Glioblastoma multiforme (GBM) is the most common brain tumor and is nearly uniformly fatal. Development of new therapeutics has been slow and difficult (Alexander et al., 2013), in part because GBM is a complex and heterogeneous disease (Brennan et al., 2013). One possible strategy to achieve complete and durable remission is to tailor a combination of drugs that targets multiple vulnerabilities in a patient’s tumor. What is needed to test this strategy is an approach that navigates the large space of possible drug combinations and prioritizes specific drug combinations based on the molecular signatures of a patient’s tumor.
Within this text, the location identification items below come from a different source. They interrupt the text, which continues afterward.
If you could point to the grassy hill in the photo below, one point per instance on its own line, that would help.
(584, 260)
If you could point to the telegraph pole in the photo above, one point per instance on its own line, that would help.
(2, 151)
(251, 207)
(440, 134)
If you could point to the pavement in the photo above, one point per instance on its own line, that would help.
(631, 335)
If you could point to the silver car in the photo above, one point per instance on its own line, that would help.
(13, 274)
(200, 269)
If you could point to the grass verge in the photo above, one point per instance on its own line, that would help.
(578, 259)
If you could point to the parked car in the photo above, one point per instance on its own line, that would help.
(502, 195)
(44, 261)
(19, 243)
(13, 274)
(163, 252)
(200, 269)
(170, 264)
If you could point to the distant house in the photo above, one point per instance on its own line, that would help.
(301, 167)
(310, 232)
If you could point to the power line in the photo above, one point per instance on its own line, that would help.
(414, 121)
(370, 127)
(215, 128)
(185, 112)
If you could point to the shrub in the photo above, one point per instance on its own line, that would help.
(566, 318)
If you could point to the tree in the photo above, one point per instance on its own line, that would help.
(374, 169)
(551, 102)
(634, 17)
We hypothesized that knowledge of the detailed architecture of transcription factor (TF) and microRNA (miRNA) regulatory interactions in the form of a transcriptional regulatory network (TRN) would provide the mechanistic details required to prioritize combinatorial interventions. Both TFs (Cai et al., 1996) and, more recently, miRNAs (Bouchie, 2013) have been used as therapeutic targets. In fact, consistent with the situation ∼20 years ago (Cai et al., 1996), therapies targeting TFs still comprise 14% of the top 50 best-selling FDA-approved drugs in 2014. Additionally, therapies targeting TFs and miRNAs have the potential for a broader effect than those targeting a single gene, as these regulators control many genes associated with diverse oncogenic biological processes.
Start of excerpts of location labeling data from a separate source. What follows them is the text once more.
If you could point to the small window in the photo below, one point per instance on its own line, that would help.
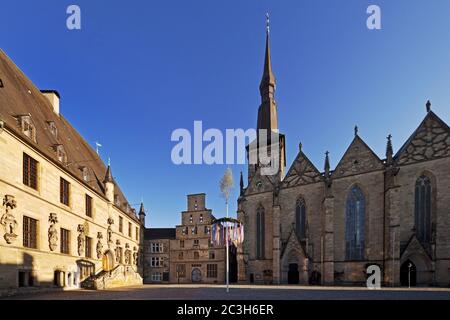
(89, 206)
(85, 174)
(181, 270)
(211, 270)
(64, 191)
(30, 173)
(88, 247)
(29, 232)
(120, 224)
(65, 241)
(28, 127)
(156, 262)
(157, 276)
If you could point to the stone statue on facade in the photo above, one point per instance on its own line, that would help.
(99, 245)
(8, 220)
(53, 232)
(81, 239)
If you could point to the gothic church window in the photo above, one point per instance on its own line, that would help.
(260, 233)
(300, 219)
(422, 209)
(355, 224)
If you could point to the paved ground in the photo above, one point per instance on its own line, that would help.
(208, 292)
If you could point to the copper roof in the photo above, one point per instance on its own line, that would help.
(19, 96)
We have developed a platform for integrating somatic mutations and gene expression from patient data into a mechanistically based transcriptional regulatory network. They applied this approach to construct the most comprehensive regulatory network for the deadly brain cancer glioblastoma multiforme (GBM). We used data from a large consortium (TCGA and ENCODE) to develop a highly integrative approach which they demonstrate can be used to discover the underlying topology of regulatory interactions, potential drug targets, and dissect the biological underpinnings of disease traits (e.g. tumor lymphocyte infiltration). For the first time, this network suggests a regulatory mechanism for how increased cellular immune proteins are associated with increased tumor lymphocyte infiltration and decreased patient survival in GBM.
We developed the TF-target gene database (http://tfbsdb.systemsbiology.net) and the SYstems Genetics Network AnaLysis (SYGNAL) pipeline. We have demonstrated that multi-omic data from each patient can be stitched together into a gbmSYGNAL transcriptional regulatory network (http://glioma.systemsbiology.net) to gain clinically/biologically meaningful insights. And that the network structure and integration with orthogonal information (drug targets) can be used to discover intervention points that can lead to synergistic interactions. This demonstrates that ISB’s new SYGNAL pipeline can become a data integration platform that explains the etiology of a disease and provides the knobs which can be turned to maneuver the system back to a healthier state.